Aerial view of Nairobi Downtown. Nairobi. Kenya. Africa. (Photo by: Leonardo Mangia/REDA&CO/Universal Images Group via Getty Images)
Africa is at a turning point; with a GDP nearing $3 trillion, the continent’s economic and development potential is undeniable. Contained in that growth is the burgeoning East Africa region where we see great potential for additional development.
The African Development Bank Group (AFDB) notes that East Africa is set to grow at a projected 5.1% in 2024 and 5.7% in 2025. The projected growth acceleration of 1.6% in 2024 from 3.5% in 2023 reflects the anticipated strong economic performance of countries in the region, with seven economies projected to grow 5% or more in 2024. According to the Institute for Security Studies, the region contributed 14% in 2018 and 17% in 2022. This is expected to grow to a projected 29% by 2040.
The East African economy has demonstrated remarkable resilience, buoyed by its diversification efforts, innovative spirit and collaborative mindset. This region has invested heavily in infrastructure development through public-private partnerships. Through the concerted infrastructure investment, a progressive move from traditional debt-led infrastructure projects to a joint approach that is cognisant of all parties. This is the best way to ensure development that best serves the people who benefit and use the infrastructure that is built.
In a recent example of this collaborative approach, Stanbic Bank Kenya and MiDA Advisors, announced a partnership with real estate developer Acorn Holdings to facilitate a $700 million Kenya Shilling (KES) equivalent in long-term blended finance commitments for green, affordable student housing in Kenya. Upon approval, the transaction will comprise up to $180 million commitment from the United States Development Finance Corporation (DFC) and include raising funds from Kenyan Capital markets as well. The collaboration will result in the construction of 35 certified green housing projects, creating about 48,000 new student beds over the next 10 years. The initiative will create an estimated 15,000 direct jobs and 35,000 indirect jobs.
As the world seeks to transition to cleaner energy sources, East African countries have been using their rich natural endowments to harness renewable energy to meet their growing energy demands sustainably. Kenya, Tanzania, Uganda and Rwanda have been at the forefront of developing solar and wind power over the past decade. It is estimated that by 2050, clean energy could generate more than 26 million jobs in Africa.

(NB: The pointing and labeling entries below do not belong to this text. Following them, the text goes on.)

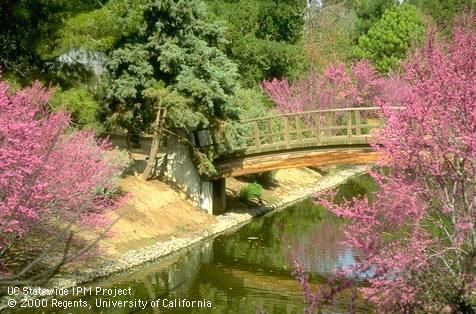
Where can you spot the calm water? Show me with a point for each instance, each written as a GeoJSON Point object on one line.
{"type": "Point", "coordinates": [248, 268]}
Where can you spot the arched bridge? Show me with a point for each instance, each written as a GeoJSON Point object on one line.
{"type": "Point", "coordinates": [301, 139]}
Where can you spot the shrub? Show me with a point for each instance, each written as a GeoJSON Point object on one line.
{"type": "Point", "coordinates": [251, 190]}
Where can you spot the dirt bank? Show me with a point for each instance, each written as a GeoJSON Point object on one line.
{"type": "Point", "coordinates": [159, 221]}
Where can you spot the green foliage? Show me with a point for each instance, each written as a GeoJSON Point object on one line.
{"type": "Point", "coordinates": [250, 191]}
{"type": "Point", "coordinates": [178, 45]}
{"type": "Point", "coordinates": [29, 31]}
{"type": "Point", "coordinates": [443, 12]}
{"type": "Point", "coordinates": [263, 37]}
{"type": "Point", "coordinates": [369, 12]}
{"type": "Point", "coordinates": [80, 103]}
{"type": "Point", "coordinates": [329, 33]}
{"type": "Point", "coordinates": [280, 20]}
{"type": "Point", "coordinates": [266, 179]}
{"type": "Point", "coordinates": [388, 41]}
{"type": "Point", "coordinates": [99, 30]}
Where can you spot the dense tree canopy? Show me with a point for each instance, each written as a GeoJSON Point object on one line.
{"type": "Point", "coordinates": [176, 44]}
{"type": "Point", "coordinates": [388, 41]}
{"type": "Point", "coordinates": [29, 28]}
{"type": "Point", "coordinates": [263, 37]}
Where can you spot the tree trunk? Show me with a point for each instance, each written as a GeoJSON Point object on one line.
{"type": "Point", "coordinates": [147, 174]}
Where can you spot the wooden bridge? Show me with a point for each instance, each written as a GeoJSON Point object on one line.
{"type": "Point", "coordinates": [311, 138]}
{"type": "Point", "coordinates": [301, 139]}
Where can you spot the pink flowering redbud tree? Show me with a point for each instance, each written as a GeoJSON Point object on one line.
{"type": "Point", "coordinates": [336, 87]}
{"type": "Point", "coordinates": [50, 178]}
{"type": "Point", "coordinates": [417, 236]}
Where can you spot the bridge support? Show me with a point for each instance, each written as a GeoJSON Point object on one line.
{"type": "Point", "coordinates": [219, 196]}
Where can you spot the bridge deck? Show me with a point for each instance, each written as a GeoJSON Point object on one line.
{"type": "Point", "coordinates": [312, 156]}
{"type": "Point", "coordinates": [302, 139]}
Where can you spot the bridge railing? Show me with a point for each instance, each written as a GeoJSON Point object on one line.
{"type": "Point", "coordinates": [311, 128]}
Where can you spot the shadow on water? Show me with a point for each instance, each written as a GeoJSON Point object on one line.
{"type": "Point", "coordinates": [248, 268]}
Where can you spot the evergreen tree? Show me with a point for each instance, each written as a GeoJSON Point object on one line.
{"type": "Point", "coordinates": [388, 41]}
{"type": "Point", "coordinates": [172, 58]}
{"type": "Point", "coordinates": [263, 37]}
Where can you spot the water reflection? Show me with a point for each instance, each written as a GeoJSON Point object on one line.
{"type": "Point", "coordinates": [248, 268]}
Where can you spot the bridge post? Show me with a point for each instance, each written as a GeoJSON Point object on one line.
{"type": "Point", "coordinates": [219, 196]}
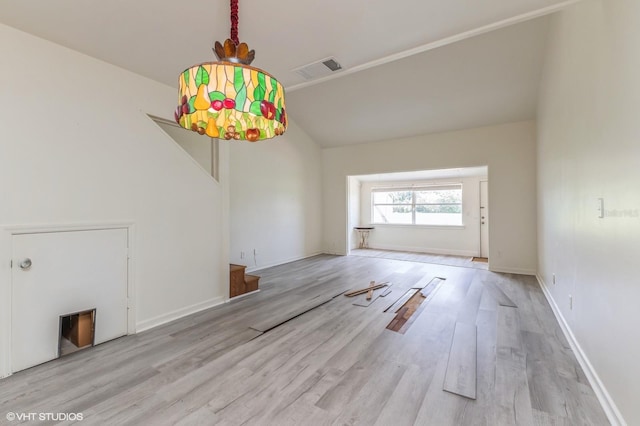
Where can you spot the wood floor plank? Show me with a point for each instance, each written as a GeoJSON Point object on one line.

Beyond East Africa, the continent will account for 11 of the world’s 20 fastest-growing economies in 2024, according to the AFDB. Real GDP growth for the continent is expected to average 3.8% and 4.2% in 2024 and 2025, surpassing projected global averages of 2.9% and 3.2% respectively.
This makes Africa the fastest growing region after Asia.
In an increasingly fragmented world experiencing upheaval across geographies, the continent’s influence is growing as traditional powerhouses turn their eyes to emerging markets. This is most notably marked by the African Union’s recent entry into the Group of 20 nations — now the G21 — a grouping of country and regional bloc members shaping international economic cooperation.
Populated by the world’s youngest demographic, Africa boasts the largest free trade area, recently punctuated by the African Continental Free Trade Area (AfCFTA). This has been ratified in 30 countries across the continent. Africa also has vast mineral deposits and natural resources, positioning it favourably for a dominant role in the global energy transition. This transition, dependent on extractive industries, is marked through the growth of alternative energy solutions for electricity and the growing electronic vehicle market, which stands at $15.8 billion, and which is expected to grow to $21.4 billion by 2027, according to market research by Mordor Intelligence. As the continent has grown, so too has the complexity of the requirements for services. African start-ups reportedly raised about $1.5 billion during the Covid-19 pandemic in 2020, more than $4 billion in 2021, and an estimated $4.5 billion in 2022.
These are indicators that position Africa as the next growth frontier with untapped potential and opportunities for investors looking for long-term diversified value.
Hasan Khan is the Standard Bank Group’s head of corporate and investment banking, Africa.